3rd Dec 2016 / By Alistair Driver

The Soil Association's chief executive has issued a 'huge apology' over a tweet that suggested conventional farmers were 'abusing' animals.

Helen Browning

In a letter in the Farmers Weekly, Helen Browning admits the organic body 'horribly over-simplified our concerns about animal welfare' and upset a lot of farmers with a Twitter post published in mid-November. 

It claimed: “Millions of animals are abused in pursuit of cheap food, but there is another way.”

The tweet linked to a video and a webpage arguing that “low welfare is still the norm” on non-organic UK farms and urging people to donate to the Soil Association.

The association, a prominent member of an alliance lobbying to reduce antibiotic usage in farming, subsequently apologised for the 'misunderstanding caused by a recent tweet'.

Huge apology 

But in Friday's FW, Mrs Browning goes a step further, issuing an unprecdented apology in response to farmers who she admitted had rightly pointed out animal welfare is 'not a black and white issue of organic good, everyone else bad'.
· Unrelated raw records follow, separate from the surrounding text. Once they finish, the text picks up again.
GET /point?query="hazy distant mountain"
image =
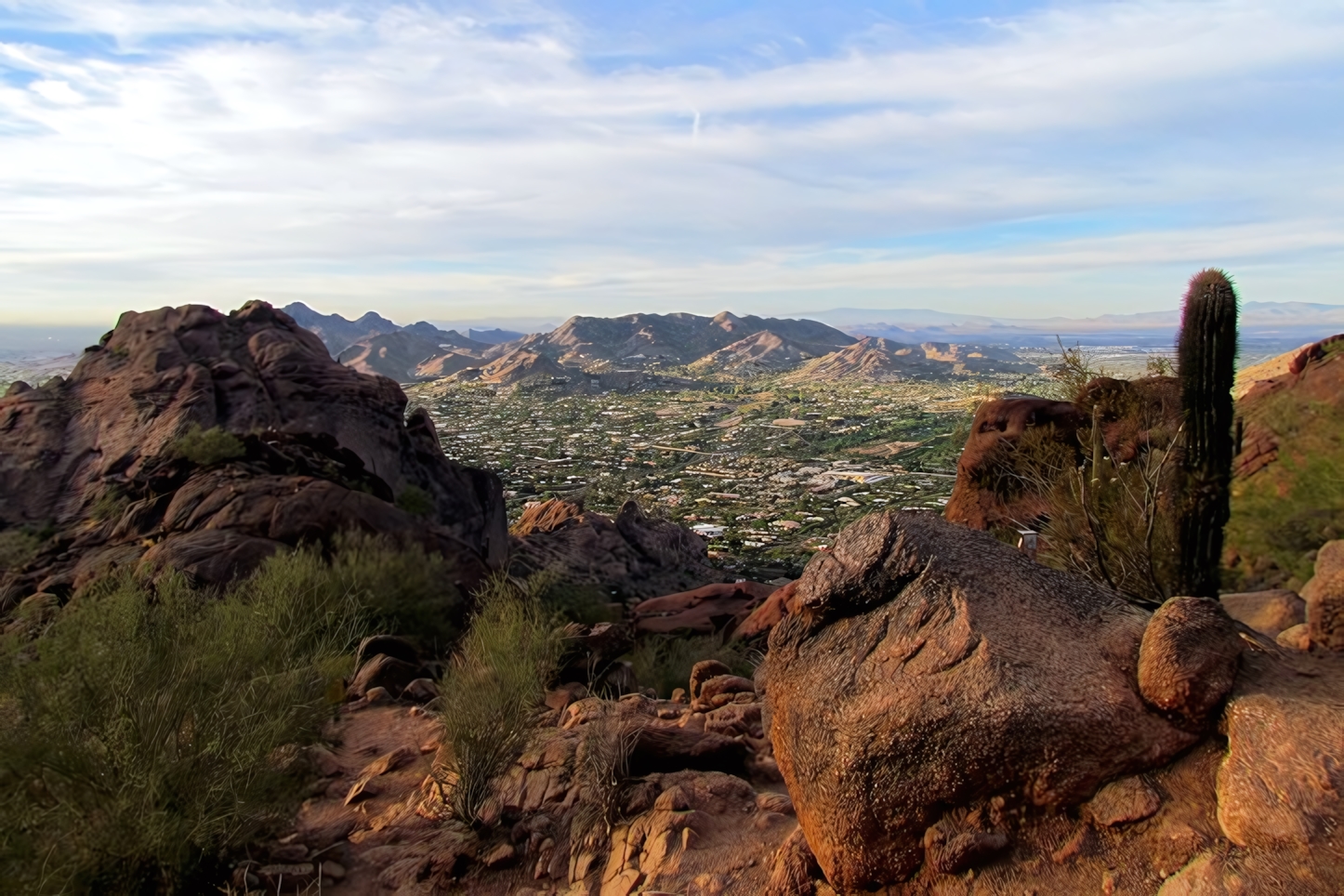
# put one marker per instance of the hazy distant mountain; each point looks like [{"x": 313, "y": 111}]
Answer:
[
  {"x": 494, "y": 336},
  {"x": 876, "y": 359},
  {"x": 392, "y": 355},
  {"x": 672, "y": 338},
  {"x": 335, "y": 331},
  {"x": 764, "y": 352},
  {"x": 1262, "y": 324}
]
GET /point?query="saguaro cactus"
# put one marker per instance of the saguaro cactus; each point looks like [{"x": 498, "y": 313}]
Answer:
[{"x": 1207, "y": 355}]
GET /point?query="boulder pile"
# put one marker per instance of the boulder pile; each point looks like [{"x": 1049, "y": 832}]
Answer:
[
  {"x": 207, "y": 441},
  {"x": 941, "y": 705}
]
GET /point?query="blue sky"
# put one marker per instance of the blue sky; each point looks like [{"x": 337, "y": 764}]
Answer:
[{"x": 492, "y": 160}]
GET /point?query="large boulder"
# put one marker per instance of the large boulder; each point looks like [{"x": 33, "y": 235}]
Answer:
[
  {"x": 630, "y": 555},
  {"x": 217, "y": 438},
  {"x": 1281, "y": 782},
  {"x": 703, "y": 610},
  {"x": 999, "y": 425},
  {"x": 929, "y": 666},
  {"x": 1001, "y": 474}
]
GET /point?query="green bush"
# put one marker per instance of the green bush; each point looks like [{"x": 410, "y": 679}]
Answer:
[
  {"x": 205, "y": 448},
  {"x": 153, "y": 730},
  {"x": 492, "y": 692},
  {"x": 403, "y": 588},
  {"x": 665, "y": 661},
  {"x": 415, "y": 501}
]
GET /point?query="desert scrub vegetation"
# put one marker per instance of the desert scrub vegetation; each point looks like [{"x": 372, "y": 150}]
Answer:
[
  {"x": 152, "y": 730},
  {"x": 403, "y": 588},
  {"x": 492, "y": 692},
  {"x": 665, "y": 661},
  {"x": 205, "y": 448}
]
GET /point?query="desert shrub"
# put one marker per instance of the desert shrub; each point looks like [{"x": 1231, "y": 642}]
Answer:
[
  {"x": 665, "y": 661},
  {"x": 152, "y": 730},
  {"x": 415, "y": 501},
  {"x": 492, "y": 692},
  {"x": 205, "y": 448},
  {"x": 602, "y": 772},
  {"x": 17, "y": 548},
  {"x": 403, "y": 588},
  {"x": 1283, "y": 513}
]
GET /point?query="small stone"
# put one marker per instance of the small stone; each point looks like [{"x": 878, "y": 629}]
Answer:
[
  {"x": 1124, "y": 801},
  {"x": 1266, "y": 612},
  {"x": 500, "y": 856},
  {"x": 421, "y": 691},
  {"x": 332, "y": 869},
  {"x": 1295, "y": 639}
]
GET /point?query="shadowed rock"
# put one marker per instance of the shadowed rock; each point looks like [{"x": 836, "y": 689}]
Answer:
[
  {"x": 929, "y": 666},
  {"x": 303, "y": 448}
]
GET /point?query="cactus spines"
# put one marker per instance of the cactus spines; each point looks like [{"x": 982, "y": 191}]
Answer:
[{"x": 1207, "y": 368}]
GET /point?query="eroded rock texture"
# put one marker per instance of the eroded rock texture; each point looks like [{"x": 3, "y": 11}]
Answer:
[
  {"x": 632, "y": 555},
  {"x": 316, "y": 448},
  {"x": 928, "y": 666}
]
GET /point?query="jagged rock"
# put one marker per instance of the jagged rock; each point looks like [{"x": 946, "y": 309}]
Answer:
[
  {"x": 1296, "y": 639},
  {"x": 996, "y": 423},
  {"x": 389, "y": 645},
  {"x": 633, "y": 554},
  {"x": 955, "y": 854},
  {"x": 1187, "y": 661},
  {"x": 768, "y": 613},
  {"x": 702, "y": 672},
  {"x": 1124, "y": 801},
  {"x": 1325, "y": 612},
  {"x": 210, "y": 555},
  {"x": 703, "y": 610},
  {"x": 1281, "y": 784},
  {"x": 307, "y": 449},
  {"x": 795, "y": 869},
  {"x": 1266, "y": 612},
  {"x": 720, "y": 690},
  {"x": 916, "y": 639},
  {"x": 383, "y": 672},
  {"x": 1135, "y": 415},
  {"x": 421, "y": 691}
]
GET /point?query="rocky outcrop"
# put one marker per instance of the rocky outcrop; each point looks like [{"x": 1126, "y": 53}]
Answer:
[
  {"x": 713, "y": 607},
  {"x": 904, "y": 685},
  {"x": 632, "y": 555},
  {"x": 205, "y": 441},
  {"x": 1003, "y": 474},
  {"x": 995, "y": 430}
]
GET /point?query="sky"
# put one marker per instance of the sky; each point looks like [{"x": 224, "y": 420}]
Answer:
[{"x": 461, "y": 162}]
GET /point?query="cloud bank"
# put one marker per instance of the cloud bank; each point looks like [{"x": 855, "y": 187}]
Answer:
[{"x": 458, "y": 162}]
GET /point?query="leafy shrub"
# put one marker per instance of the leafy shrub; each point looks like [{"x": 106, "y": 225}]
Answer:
[
  {"x": 150, "y": 731},
  {"x": 205, "y": 448},
  {"x": 665, "y": 661},
  {"x": 403, "y": 588},
  {"x": 415, "y": 501},
  {"x": 602, "y": 772},
  {"x": 492, "y": 692}
]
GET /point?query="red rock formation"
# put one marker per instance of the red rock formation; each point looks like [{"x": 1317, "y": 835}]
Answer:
[
  {"x": 703, "y": 610},
  {"x": 906, "y": 685},
  {"x": 312, "y": 448},
  {"x": 632, "y": 555},
  {"x": 1000, "y": 423}
]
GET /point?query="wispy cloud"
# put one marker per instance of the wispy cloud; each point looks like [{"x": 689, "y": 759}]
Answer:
[{"x": 457, "y": 160}]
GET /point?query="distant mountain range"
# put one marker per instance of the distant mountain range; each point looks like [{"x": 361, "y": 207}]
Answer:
[
  {"x": 722, "y": 344},
  {"x": 1261, "y": 324}
]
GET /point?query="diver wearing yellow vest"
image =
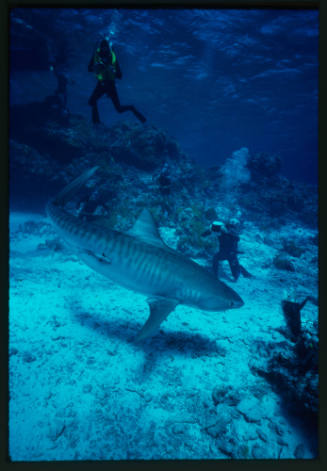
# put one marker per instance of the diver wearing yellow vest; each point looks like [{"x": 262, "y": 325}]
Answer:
[{"x": 105, "y": 65}]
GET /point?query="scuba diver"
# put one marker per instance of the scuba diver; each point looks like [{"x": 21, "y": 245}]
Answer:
[
  {"x": 292, "y": 313},
  {"x": 106, "y": 67},
  {"x": 228, "y": 241}
]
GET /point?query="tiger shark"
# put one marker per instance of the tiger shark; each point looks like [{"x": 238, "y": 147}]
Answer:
[{"x": 139, "y": 260}]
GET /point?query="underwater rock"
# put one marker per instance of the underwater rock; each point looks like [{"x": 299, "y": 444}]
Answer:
[
  {"x": 263, "y": 164},
  {"x": 262, "y": 435},
  {"x": 292, "y": 248},
  {"x": 211, "y": 214},
  {"x": 283, "y": 263},
  {"x": 292, "y": 369},
  {"x": 299, "y": 451},
  {"x": 144, "y": 147},
  {"x": 225, "y": 395},
  {"x": 28, "y": 357},
  {"x": 259, "y": 452},
  {"x": 251, "y": 411}
]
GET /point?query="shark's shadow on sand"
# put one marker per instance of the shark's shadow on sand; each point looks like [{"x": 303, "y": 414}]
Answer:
[{"x": 165, "y": 341}]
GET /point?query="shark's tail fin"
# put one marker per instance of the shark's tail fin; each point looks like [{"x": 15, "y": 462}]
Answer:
[{"x": 67, "y": 192}]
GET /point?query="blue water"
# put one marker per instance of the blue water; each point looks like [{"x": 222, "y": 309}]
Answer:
[
  {"x": 215, "y": 79},
  {"x": 217, "y": 87}
]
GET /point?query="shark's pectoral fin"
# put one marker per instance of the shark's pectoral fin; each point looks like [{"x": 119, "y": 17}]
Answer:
[{"x": 160, "y": 308}]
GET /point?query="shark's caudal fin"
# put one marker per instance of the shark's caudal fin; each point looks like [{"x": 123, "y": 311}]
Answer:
[
  {"x": 67, "y": 192},
  {"x": 159, "y": 309}
]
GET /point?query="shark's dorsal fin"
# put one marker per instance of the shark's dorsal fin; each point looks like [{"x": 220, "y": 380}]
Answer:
[
  {"x": 160, "y": 308},
  {"x": 145, "y": 229}
]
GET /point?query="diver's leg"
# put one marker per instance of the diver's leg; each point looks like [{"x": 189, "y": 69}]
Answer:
[
  {"x": 235, "y": 267},
  {"x": 215, "y": 264},
  {"x": 112, "y": 93},
  {"x": 97, "y": 93}
]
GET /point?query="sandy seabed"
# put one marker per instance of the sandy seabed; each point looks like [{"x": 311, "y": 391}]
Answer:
[{"x": 81, "y": 390}]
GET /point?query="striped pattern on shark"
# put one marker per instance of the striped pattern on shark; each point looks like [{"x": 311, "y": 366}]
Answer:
[{"x": 139, "y": 260}]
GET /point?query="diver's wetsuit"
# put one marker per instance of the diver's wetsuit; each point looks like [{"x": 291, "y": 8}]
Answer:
[
  {"x": 228, "y": 250},
  {"x": 108, "y": 87}
]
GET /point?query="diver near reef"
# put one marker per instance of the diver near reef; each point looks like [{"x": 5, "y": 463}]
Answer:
[
  {"x": 106, "y": 67},
  {"x": 292, "y": 313},
  {"x": 228, "y": 237}
]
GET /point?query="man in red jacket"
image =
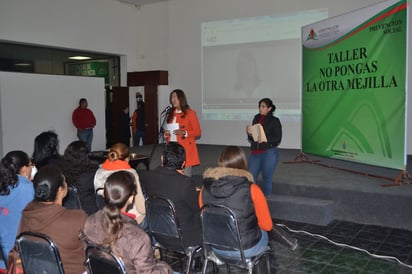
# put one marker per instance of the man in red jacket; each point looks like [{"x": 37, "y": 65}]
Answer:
[{"x": 84, "y": 120}]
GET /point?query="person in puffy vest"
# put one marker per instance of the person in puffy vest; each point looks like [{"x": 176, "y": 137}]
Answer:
[{"x": 232, "y": 185}]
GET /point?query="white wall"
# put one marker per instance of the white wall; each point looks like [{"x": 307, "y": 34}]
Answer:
[{"x": 33, "y": 103}]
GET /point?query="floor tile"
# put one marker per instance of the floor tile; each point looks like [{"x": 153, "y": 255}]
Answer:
[{"x": 315, "y": 255}]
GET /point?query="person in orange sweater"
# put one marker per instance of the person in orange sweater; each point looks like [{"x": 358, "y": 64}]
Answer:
[
  {"x": 231, "y": 184},
  {"x": 186, "y": 128}
]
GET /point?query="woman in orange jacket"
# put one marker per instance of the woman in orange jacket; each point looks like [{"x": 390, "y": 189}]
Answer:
[{"x": 187, "y": 128}]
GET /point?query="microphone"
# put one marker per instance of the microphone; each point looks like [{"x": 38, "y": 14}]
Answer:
[{"x": 167, "y": 109}]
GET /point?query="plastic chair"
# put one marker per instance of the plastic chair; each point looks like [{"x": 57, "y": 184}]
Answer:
[
  {"x": 100, "y": 260},
  {"x": 39, "y": 254},
  {"x": 72, "y": 200},
  {"x": 220, "y": 230},
  {"x": 163, "y": 225},
  {"x": 2, "y": 258}
]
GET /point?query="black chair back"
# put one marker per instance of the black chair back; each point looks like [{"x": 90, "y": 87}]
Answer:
[
  {"x": 163, "y": 225},
  {"x": 99, "y": 260},
  {"x": 163, "y": 222},
  {"x": 2, "y": 255},
  {"x": 220, "y": 230},
  {"x": 72, "y": 200},
  {"x": 39, "y": 254},
  {"x": 99, "y": 198}
]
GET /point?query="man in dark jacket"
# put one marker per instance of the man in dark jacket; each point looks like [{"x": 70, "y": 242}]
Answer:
[{"x": 169, "y": 182}]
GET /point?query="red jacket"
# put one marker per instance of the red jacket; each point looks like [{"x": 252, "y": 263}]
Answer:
[{"x": 190, "y": 123}]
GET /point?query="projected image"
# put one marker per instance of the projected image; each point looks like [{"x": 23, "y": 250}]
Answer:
[
  {"x": 244, "y": 60},
  {"x": 236, "y": 77}
]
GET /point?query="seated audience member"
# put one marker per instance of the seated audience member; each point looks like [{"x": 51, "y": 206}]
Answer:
[
  {"x": 118, "y": 231},
  {"x": 118, "y": 159},
  {"x": 46, "y": 149},
  {"x": 45, "y": 214},
  {"x": 231, "y": 184},
  {"x": 16, "y": 191},
  {"x": 79, "y": 172},
  {"x": 169, "y": 182}
]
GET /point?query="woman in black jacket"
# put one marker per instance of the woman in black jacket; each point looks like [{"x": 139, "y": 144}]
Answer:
[
  {"x": 79, "y": 172},
  {"x": 265, "y": 155}
]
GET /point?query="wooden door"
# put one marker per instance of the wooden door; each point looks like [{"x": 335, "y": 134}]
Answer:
[
  {"x": 151, "y": 114},
  {"x": 118, "y": 100},
  {"x": 150, "y": 80}
]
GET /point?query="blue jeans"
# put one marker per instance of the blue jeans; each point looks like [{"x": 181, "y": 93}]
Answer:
[
  {"x": 266, "y": 163},
  {"x": 137, "y": 136},
  {"x": 250, "y": 252},
  {"x": 86, "y": 136}
]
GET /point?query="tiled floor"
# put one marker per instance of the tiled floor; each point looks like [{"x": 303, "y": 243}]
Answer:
[{"x": 318, "y": 255}]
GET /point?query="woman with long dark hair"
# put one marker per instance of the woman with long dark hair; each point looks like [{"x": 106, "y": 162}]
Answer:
[
  {"x": 188, "y": 128},
  {"x": 45, "y": 214},
  {"x": 118, "y": 159},
  {"x": 79, "y": 171},
  {"x": 232, "y": 185},
  {"x": 16, "y": 191},
  {"x": 264, "y": 156},
  {"x": 46, "y": 149},
  {"x": 117, "y": 230}
]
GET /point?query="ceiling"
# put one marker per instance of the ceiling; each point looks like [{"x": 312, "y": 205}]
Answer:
[
  {"x": 139, "y": 3},
  {"x": 12, "y": 53}
]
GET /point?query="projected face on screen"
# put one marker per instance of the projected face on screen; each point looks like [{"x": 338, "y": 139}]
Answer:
[{"x": 244, "y": 60}]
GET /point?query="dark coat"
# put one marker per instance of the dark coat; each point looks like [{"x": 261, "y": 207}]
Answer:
[{"x": 181, "y": 190}]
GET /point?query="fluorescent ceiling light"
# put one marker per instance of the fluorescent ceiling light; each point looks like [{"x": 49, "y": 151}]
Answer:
[
  {"x": 22, "y": 64},
  {"x": 79, "y": 58}
]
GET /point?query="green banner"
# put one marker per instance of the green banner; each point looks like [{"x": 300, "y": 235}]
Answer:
[{"x": 354, "y": 86}]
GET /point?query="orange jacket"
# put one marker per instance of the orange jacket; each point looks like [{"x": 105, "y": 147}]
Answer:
[{"x": 190, "y": 123}]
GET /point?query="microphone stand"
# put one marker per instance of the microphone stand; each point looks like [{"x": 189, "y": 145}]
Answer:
[{"x": 163, "y": 116}]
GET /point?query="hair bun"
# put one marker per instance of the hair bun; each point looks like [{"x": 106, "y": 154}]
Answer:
[{"x": 42, "y": 192}]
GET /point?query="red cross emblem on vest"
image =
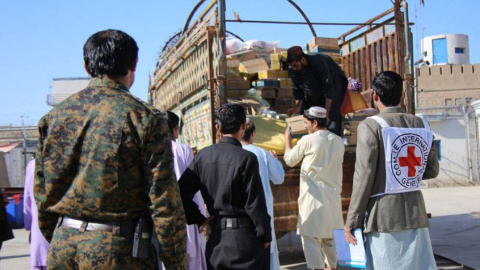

"We were trying to convey the need for an enriching environment to give a good life to farm animals - but using words such as abuse on Twitter didn't help do this. Hands up and huge apologies."

Mrs Browning goes onto stress how she 'dislikes division, as do most farmers', and would much rather 'negotiate improvements without getting the public involved'. 

So does this signal an entirely new approach from an organisation that has largely sidelined itself from the contructive debate around reducing and refining antibiotic usage on farms through its aggressive and sometimes misleading campaigning on the subject?

Not necessarily. Mrs Browning acknowledges that sometimes this non-confrontational approach is 'impossible' if NGOs want to change public opinion. 

But she adds: "We will take care too, to be as fair and accurate as 140 characters allow."